The risk management structure is further supported by the Trust’s Compliance Plan, which identifies and manages the statutory risk applicable to the Trust, its control methodologies and the monitoring obligations of the Trust. The Compliance Plan is available to all unitholders of the Trust on this website or on request.
CMIL has developed a set of core risks that it believes most directly impact the Trust, and that are inherent in the environment in which it operates, which include:
- financial risks, specifically:
- macroeconomic conditions (broader economic and monetary policy conditions)
- refinancing and capital expenditure (cost of capital to fund development and financing arrangements), and
- market volatility (impacts on valuation of assets, financing arrangements, and the price of the Trust securities)

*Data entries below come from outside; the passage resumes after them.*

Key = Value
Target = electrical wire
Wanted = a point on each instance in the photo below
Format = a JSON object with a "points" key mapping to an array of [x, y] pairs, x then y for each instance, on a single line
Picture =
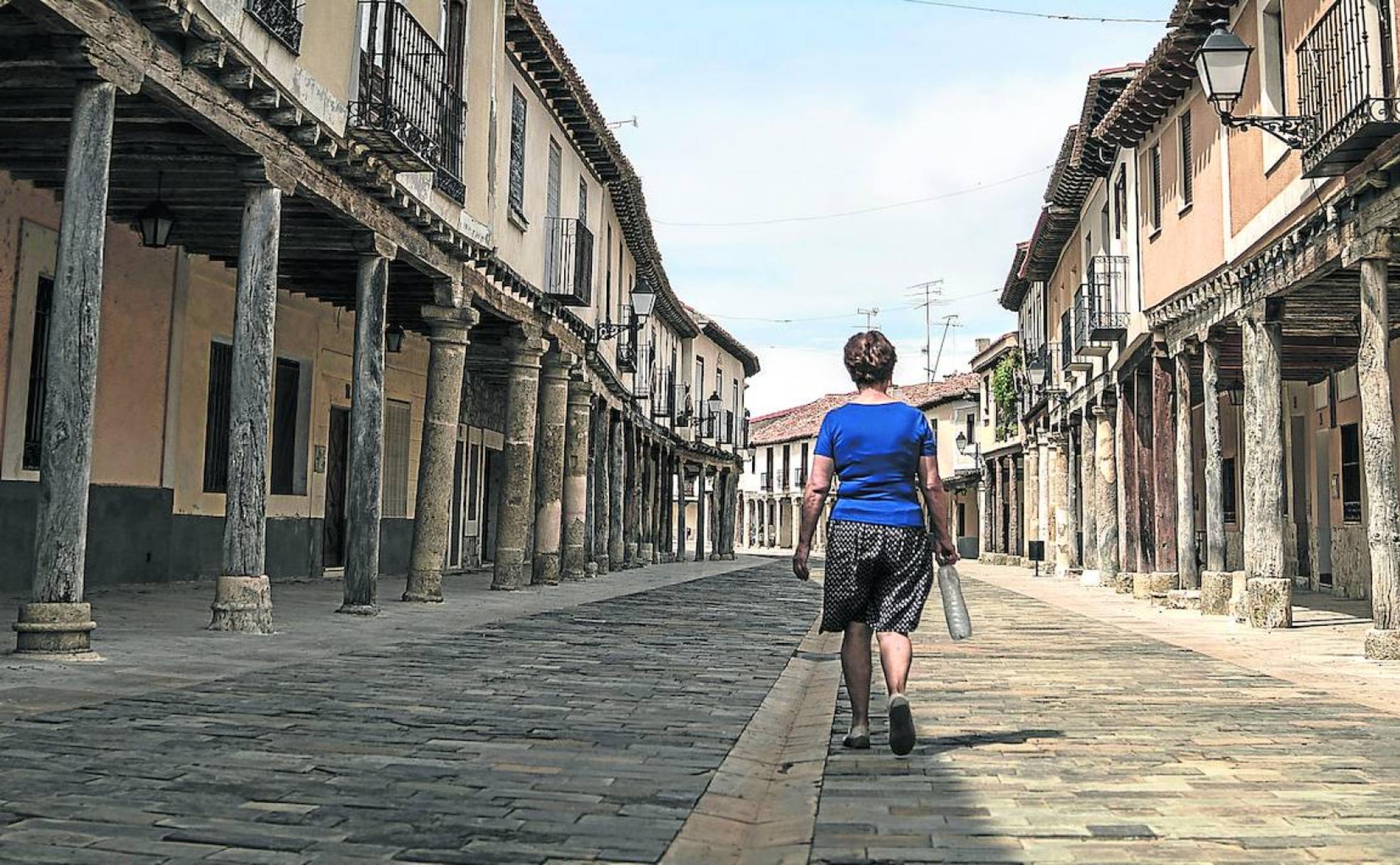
{"points": [[1029, 14], [863, 211]]}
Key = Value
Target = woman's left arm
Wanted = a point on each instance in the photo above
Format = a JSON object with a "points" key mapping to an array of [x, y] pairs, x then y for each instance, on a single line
{"points": [[937, 500], [814, 499]]}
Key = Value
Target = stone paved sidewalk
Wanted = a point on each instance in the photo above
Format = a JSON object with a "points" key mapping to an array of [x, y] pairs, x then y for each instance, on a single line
{"points": [[1056, 738], [580, 734]]}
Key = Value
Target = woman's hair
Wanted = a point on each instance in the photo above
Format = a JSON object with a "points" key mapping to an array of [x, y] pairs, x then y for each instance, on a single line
{"points": [[870, 359]]}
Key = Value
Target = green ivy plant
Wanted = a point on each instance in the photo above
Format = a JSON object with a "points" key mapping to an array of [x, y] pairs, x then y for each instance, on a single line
{"points": [[1004, 393]]}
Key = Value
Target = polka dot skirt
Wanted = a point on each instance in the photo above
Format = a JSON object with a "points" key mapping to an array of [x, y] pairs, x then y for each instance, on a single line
{"points": [[875, 574]]}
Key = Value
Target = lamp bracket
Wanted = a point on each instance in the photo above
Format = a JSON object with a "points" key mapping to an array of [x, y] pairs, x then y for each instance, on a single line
{"points": [[1291, 130]]}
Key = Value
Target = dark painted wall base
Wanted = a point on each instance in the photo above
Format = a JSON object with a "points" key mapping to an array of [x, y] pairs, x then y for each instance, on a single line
{"points": [[134, 538]]}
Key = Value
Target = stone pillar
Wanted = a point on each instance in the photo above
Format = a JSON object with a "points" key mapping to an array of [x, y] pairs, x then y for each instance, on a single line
{"points": [[1059, 493], [1378, 438], [1268, 590], [1164, 467], [1186, 553], [603, 487], [59, 620], [1088, 494], [1214, 460], [243, 595], [577, 455], [700, 514], [364, 483], [517, 507], [616, 477], [448, 332], [549, 467], [1106, 496], [681, 510]]}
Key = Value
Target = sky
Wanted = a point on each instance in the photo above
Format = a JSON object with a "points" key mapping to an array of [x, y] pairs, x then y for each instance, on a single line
{"points": [[752, 111]]}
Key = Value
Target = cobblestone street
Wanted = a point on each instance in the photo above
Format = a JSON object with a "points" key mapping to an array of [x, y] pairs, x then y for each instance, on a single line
{"points": [[598, 733]]}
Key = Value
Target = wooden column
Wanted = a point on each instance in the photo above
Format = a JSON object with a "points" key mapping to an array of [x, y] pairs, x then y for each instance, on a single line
{"points": [[1186, 552], [1268, 588], [516, 511], [448, 334], [1164, 465], [1378, 440], [243, 594], [59, 620], [364, 483], [1214, 460]]}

- property risk (risk to assets, development and redevelopment projects)
- insurance risk (assets, contractors and service providers), and
- environmental and sustainability risks, including those arising from government policy.
These risks are not exhaustive; however, they provide investors with an insight into the primary risks that CMIL believes can and do influence the operation of the Trust and the market in which the Trust operates.
Operational risks are monitored and managed on an ongoing basis by the Trust’s management team, and supported by a number of other functional areas that include finance, research, property management services, legal and audit, which provide information, data and reporting.
Mitigation planning and monitoring is achieved through a range of methods. These include:
- the construction of terms of contract where service providers are engaged and the active management of those contracts
- reviews to ensure that changes to statutory, government policy and sustainability risk are communicated to the business in a timely manner to plan for expected operating activity amendments, and
- financial risk is managed through a dedicated finance function (Trust finance teams, financial control and reporting, capital strategy management and forecasting and analytics).
Additional information in the 2011 Annual Report includes:
- Details of current risk issues, as they relate to the Trust in its immediate market environment, are contained in the Fund Manager's report (see pages 10 to 21)
- Sustainability and environmental issues are captured in the Sustainability section (see pages 22 to 31), and
- Financial risks are included in the Financial Report (see pages 68 to 120).